Kunci Stimulasi Tumbuh Kembang Anak
Ketua PCPM Kroya, Lutfi Latifudin, menegaskan bahwa program ini adalah wujud nyata investasi sosial. Pihaknya sengaja merancang metode tersebut untuk menanamkan nilai keislaman secara menyenangkan. Menurutnya, anak-anak membutuhkan pemantik yang tepat agar mereka semakin mencintai kitab suci mereka.
“Program beasiswa pendidikan anak ini merupakan bentuk kepedulian Pemuda Muhammadiyah Kroya terhadap dunia pendidikan,” ujar Lutfi. Beliau juga menambahkan bahwa pengetahuan agama merupakan fondasi utama karakter. Pihaknya berharap stimulan ini mampu memicu semangat belajar anak-anak di tengah tantangan zaman digital.
Aksi edukatif tersebut melibatkan sekitar 200 peserta tingkat PAUD, TK, hingga kelas 1 SD se-Distrik Kroya. Ratusan anak dan orang tua tampak memadati lokasi acara dengan antusiasme tinggi sejak pagi hari. Momentum ini pun dimanfaatkan oleh penyelenggara untuk menggelar agenda pendukung yang tidak kalah krusial.

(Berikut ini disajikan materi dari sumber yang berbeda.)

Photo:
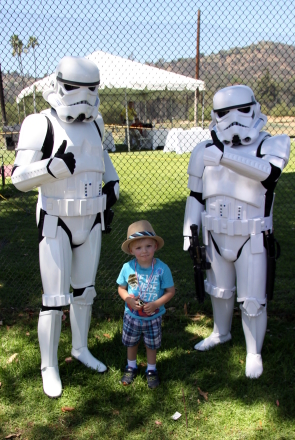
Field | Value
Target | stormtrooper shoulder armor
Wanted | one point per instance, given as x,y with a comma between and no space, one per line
196,164
278,146
33,133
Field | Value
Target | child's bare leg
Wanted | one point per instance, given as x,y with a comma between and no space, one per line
132,352
152,373
131,370
151,356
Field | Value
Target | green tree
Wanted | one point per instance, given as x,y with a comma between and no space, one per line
17,50
33,43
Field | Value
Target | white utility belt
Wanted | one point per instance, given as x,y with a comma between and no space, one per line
236,227
73,207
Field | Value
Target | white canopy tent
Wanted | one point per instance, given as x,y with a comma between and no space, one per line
120,73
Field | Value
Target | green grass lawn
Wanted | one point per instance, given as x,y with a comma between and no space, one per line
153,186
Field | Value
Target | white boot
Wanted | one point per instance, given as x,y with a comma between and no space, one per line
222,314
254,320
80,317
49,328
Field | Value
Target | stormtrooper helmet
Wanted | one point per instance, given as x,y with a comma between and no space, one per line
73,91
236,116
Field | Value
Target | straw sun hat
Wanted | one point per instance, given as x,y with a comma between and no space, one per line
138,230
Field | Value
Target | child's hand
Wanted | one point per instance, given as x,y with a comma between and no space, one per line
132,302
149,308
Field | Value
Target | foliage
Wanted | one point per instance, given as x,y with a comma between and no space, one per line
267,91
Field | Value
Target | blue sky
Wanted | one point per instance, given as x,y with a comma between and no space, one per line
145,30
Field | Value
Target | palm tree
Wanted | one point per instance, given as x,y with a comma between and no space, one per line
33,43
17,50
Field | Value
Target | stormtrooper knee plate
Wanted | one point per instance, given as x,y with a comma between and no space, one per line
222,313
80,317
254,320
49,328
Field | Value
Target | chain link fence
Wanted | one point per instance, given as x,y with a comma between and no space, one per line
160,65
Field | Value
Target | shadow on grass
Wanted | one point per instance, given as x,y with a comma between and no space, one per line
102,406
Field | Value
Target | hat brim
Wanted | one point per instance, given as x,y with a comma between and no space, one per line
125,245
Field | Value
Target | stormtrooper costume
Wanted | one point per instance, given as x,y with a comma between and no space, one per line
60,152
232,181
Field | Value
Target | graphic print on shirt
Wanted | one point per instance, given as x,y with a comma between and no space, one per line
132,281
149,289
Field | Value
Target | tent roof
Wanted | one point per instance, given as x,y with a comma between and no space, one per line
120,73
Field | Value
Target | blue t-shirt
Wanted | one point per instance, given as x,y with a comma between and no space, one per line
160,280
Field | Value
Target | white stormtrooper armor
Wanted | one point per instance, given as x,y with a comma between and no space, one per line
63,156
232,181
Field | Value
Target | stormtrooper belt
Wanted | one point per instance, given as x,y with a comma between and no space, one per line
236,227
73,207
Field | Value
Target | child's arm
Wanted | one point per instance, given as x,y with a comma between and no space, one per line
130,300
150,307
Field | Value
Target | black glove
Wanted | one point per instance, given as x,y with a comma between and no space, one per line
108,189
108,218
68,158
216,141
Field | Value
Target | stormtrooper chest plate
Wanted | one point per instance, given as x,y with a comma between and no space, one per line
222,181
84,142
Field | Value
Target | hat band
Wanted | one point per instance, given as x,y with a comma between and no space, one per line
142,234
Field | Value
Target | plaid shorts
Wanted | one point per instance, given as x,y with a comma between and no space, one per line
133,328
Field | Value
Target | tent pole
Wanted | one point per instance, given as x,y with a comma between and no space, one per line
34,99
196,119
18,113
203,106
127,122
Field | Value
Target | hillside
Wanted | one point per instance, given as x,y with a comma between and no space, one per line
243,63
269,68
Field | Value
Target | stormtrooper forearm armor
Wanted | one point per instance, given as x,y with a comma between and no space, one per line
32,175
33,167
244,164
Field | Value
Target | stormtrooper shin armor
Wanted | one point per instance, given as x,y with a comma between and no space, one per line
232,193
62,155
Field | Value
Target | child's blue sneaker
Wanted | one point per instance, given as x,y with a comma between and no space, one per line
129,375
152,378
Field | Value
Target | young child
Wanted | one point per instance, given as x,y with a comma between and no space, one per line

Sinergi Kesehatan dan Pendidikan Karakter Islami
Selain kompetisi seni, para orang tua juga mendapatkan pembekalan intensif mengenai pola asuh. Panitia menghadirkan workshop khusus yang mengupas tuntas optimalisasi tumbuh kembang anak. Sesi ini berjalan interaktif dengan membahas dinamika psikologi serta kesehatan fisik balita.
Tim medis rumah sakit melengkapinya dengan edukasi praktis mengenai perawatan gigi sejak usia dini. Sinergi materi ini sengaja dihadirkan demi memberikan pemahaman yang komprehensif bagi keluarga muda. Kolaborasi instansi kesehatan dan organisasi pemuda tersebut berhasil memadukan konsep raga yang sehat dan jiwa yang agamis.
Melalui kerja sama yang erat ini, kedua lembaga berkomitmen untuk terus menghadirkan program berbasis kemasyarakatan. Mereka percaya bahwa pendidikan karakter Islami dan pemantauan kesehatan harus berjalan beriringan. Langkah konkret hari ini adalah investasi besar demi mencetak calon pemimpin bangsa di masa depan.